While she admitted that the company does make mistakes in determining when speech violates that criteria — something she chalked up to the volume of materials — that Facebook’s overall mission is to ensure people feel comfortable on the site.
And she added that Facebook is taking crucial steps to enforce “counter speech,” which can include anything from speaking out against harassment online to waging “Like attacks” or positively-focused message campaigns rather than out and out suppressing a voice.
“We have been working alongside Google to empower people in the community to stand up,” she said. “We’re working with groups like Affinis Labs to run hackathons to talk about hate speech and those that combat it. We’re also providing tools through the site that allow people to, in an easy way, contact someone about something that’s inappropriate.”
The same tactics are employed at YouTube, said Global Head of Public Policy and Government Relations Juniper Downs. The company struggles with the same volume problem that Facebook does — in 2014, the platform removed 14 million videos for policy violations — and relies heavily on community moderation and flagging in order to get overtly aggressive or violent speech removed. But counter speech is something the company is working on as part of the arsenal, in part because it’s much more attractive than simply squashing bad actors.
“We also are thinking hard about how to create more transparency, including a robust appeals process,” she added. “We invest heavily in a robust counter-notice that people are educated about.”
The possibility of an increase in taking down hate speech concerns Jeffrey Rosen, the lone male on the panel and a well known academic and writer. He argued that the protection of free speech on the Internet is of upmost importance, because platforms run the risk of kowtowing to other cultures and complying in a way that could splinter the online world into areas with varying degrees of speech acceptance.
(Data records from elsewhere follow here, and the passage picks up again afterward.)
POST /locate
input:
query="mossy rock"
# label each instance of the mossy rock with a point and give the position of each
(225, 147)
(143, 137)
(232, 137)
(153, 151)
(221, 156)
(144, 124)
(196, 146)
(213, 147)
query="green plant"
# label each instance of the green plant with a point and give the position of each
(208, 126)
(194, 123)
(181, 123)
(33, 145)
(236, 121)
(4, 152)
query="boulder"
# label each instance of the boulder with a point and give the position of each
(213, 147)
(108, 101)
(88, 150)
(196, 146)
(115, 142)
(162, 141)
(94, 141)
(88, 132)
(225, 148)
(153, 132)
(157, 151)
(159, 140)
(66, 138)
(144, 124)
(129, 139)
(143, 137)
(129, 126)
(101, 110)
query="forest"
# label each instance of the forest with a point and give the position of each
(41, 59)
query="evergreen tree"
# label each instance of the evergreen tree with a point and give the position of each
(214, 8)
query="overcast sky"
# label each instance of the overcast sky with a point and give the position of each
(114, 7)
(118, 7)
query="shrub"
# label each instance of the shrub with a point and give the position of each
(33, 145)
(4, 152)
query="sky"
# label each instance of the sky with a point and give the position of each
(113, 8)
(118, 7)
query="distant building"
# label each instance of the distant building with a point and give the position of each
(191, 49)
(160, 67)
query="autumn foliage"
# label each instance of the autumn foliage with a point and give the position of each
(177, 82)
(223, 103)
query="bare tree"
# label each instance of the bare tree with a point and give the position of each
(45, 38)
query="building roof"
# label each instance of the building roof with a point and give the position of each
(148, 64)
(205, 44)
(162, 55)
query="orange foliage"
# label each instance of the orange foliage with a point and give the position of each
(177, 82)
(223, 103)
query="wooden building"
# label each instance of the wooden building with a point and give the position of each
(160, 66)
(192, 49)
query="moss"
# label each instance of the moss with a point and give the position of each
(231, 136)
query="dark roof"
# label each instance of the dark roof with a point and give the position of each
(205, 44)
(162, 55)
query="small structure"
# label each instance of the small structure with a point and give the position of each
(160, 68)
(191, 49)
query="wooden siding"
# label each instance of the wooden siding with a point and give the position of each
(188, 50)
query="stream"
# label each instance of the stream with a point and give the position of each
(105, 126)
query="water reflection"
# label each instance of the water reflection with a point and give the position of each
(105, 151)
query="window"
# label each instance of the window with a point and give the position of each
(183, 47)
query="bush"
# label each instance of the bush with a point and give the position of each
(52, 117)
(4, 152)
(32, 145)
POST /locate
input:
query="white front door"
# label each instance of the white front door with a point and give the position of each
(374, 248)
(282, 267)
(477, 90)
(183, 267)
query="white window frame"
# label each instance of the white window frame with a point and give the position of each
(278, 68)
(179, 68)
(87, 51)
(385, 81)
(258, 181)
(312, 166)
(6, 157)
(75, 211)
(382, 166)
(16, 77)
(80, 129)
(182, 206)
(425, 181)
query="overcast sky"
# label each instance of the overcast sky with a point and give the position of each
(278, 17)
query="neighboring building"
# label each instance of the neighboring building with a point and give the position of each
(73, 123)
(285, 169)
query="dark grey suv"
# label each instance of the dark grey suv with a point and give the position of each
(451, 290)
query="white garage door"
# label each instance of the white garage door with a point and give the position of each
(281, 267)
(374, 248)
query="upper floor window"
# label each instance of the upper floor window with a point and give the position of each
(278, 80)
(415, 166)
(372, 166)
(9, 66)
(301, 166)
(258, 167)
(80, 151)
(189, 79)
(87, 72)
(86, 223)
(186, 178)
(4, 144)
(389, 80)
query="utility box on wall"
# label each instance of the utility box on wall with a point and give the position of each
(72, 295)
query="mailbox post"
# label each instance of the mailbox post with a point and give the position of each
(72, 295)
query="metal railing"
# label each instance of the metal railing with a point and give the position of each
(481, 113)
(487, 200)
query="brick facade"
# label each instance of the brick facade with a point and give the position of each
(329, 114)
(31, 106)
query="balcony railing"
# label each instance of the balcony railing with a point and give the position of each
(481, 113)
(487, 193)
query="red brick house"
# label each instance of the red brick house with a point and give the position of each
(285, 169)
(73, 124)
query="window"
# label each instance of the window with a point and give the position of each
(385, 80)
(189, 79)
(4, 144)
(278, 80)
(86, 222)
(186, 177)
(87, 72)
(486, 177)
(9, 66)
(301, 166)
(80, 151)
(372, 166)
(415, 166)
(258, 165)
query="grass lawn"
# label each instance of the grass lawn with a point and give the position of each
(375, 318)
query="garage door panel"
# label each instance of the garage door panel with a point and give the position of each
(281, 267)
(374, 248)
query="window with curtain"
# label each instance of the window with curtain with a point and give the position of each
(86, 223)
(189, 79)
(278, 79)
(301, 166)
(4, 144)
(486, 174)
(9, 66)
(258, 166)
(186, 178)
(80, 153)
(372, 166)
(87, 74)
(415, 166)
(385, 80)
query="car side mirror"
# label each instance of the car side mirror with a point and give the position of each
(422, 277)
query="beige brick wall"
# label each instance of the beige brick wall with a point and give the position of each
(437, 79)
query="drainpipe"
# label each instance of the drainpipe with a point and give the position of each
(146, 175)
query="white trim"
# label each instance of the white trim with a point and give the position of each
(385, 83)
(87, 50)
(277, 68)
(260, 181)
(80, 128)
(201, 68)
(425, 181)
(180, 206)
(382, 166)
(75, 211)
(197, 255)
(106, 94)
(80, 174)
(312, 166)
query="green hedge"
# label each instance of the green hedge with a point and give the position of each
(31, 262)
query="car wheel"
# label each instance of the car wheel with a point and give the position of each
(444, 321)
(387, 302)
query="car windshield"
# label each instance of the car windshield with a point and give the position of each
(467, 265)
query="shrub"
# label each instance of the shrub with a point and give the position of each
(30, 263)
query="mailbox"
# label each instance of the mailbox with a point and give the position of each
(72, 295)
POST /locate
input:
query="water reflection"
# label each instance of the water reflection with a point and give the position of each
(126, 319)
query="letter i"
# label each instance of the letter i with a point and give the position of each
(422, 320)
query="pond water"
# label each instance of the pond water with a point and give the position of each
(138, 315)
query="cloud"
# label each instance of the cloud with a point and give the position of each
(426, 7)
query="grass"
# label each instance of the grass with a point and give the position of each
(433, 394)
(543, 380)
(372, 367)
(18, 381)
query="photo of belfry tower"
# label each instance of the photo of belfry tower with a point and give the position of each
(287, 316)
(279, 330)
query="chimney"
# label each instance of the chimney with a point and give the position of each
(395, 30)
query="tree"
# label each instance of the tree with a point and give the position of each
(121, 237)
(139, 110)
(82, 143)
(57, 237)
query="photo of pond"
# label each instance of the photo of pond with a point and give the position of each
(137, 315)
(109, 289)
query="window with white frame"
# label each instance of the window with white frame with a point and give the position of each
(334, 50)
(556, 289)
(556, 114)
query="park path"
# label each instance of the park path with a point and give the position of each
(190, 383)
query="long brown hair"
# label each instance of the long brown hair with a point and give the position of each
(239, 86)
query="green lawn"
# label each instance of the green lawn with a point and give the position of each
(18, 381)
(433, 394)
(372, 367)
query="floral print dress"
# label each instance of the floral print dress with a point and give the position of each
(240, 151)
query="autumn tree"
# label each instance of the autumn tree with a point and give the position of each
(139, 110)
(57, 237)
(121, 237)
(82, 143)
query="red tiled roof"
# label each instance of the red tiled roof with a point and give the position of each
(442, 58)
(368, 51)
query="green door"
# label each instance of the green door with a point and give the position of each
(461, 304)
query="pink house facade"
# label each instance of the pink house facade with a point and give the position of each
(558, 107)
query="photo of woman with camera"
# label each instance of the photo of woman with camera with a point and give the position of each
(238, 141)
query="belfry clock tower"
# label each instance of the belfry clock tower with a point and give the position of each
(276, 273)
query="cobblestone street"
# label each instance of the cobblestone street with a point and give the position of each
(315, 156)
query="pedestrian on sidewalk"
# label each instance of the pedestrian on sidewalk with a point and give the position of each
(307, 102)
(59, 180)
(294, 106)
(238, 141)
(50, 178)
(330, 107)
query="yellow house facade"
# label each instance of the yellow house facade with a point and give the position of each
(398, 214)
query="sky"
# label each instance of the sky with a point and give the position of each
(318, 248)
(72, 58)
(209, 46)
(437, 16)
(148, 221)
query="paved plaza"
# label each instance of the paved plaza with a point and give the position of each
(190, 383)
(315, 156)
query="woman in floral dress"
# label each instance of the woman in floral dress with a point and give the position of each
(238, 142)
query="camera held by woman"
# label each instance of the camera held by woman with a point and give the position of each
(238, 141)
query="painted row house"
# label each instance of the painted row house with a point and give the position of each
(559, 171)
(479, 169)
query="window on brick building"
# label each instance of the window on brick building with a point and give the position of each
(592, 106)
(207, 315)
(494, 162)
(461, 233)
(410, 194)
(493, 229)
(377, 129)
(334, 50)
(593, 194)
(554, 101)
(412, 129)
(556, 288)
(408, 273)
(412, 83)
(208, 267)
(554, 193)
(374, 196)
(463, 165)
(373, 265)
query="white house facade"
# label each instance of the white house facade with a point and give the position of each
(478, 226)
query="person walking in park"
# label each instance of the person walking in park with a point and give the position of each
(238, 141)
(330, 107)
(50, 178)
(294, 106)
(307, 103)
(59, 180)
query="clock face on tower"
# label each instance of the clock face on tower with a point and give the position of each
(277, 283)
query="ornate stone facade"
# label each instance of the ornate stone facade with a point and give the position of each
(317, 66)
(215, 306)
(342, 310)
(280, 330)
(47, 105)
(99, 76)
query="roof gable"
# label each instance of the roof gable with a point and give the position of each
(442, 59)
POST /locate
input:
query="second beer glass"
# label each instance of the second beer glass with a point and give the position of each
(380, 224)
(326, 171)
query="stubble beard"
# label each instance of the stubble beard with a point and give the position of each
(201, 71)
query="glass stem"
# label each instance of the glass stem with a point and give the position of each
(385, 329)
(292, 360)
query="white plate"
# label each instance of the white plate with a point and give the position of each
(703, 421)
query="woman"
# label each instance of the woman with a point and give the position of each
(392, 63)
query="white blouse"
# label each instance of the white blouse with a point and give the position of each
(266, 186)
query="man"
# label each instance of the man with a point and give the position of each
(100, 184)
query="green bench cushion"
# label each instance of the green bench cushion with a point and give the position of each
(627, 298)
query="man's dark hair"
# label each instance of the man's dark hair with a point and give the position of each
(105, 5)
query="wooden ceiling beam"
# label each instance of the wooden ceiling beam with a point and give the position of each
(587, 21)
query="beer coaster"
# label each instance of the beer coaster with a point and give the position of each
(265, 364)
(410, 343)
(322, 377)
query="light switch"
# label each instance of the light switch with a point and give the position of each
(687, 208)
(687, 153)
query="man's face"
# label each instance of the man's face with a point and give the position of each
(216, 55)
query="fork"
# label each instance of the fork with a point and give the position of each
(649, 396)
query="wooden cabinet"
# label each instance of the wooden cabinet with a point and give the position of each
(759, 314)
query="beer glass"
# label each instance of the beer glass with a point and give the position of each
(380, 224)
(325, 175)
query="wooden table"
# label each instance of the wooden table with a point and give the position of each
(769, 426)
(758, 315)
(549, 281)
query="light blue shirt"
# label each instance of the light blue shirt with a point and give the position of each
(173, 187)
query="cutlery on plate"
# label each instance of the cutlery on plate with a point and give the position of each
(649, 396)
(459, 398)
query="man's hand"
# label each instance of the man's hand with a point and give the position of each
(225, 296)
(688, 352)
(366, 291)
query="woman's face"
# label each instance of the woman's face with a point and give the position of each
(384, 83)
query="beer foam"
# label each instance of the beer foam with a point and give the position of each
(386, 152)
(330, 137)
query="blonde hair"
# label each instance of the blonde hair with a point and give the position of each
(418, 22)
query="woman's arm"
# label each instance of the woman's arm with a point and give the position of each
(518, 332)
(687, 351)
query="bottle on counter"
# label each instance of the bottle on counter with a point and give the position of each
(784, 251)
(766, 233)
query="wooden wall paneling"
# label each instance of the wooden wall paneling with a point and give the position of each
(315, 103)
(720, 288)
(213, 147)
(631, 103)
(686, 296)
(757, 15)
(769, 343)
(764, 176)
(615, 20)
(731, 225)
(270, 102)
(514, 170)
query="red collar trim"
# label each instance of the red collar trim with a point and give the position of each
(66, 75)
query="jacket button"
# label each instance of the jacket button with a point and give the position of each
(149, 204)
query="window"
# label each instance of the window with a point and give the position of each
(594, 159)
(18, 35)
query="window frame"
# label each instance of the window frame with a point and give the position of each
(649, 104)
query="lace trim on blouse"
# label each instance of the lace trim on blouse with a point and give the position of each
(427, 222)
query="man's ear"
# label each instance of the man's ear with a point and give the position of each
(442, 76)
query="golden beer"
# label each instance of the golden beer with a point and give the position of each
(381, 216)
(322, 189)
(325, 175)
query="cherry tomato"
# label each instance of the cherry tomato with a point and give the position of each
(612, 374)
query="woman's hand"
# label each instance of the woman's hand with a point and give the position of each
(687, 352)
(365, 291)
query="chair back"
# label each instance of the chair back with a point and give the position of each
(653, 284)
“It’s not speech that is defamatory or speech that it is a true threat or incites violence,” he said. “It’s about offending a user’s dignity.”
This, Rosen points out, is the core problem with finding and destroying hate speech: the sacrifice of liberty in the name of security could mean that, online, we lose both.
So when people go online to speak ill about a religion, a race, or a gender, those controlling the environment have to be careful to not throw the baby out with the bathwater.
It’s not a neat or efficient conversation to have, but companies are still trying to strike the balance between creating a safe space and creating a free space. And it’s also the symptom of a wider issue that extends well into our offline lives.
“The problem is not the hateful posts,” Bickert said. “The problem is the underlying hate.”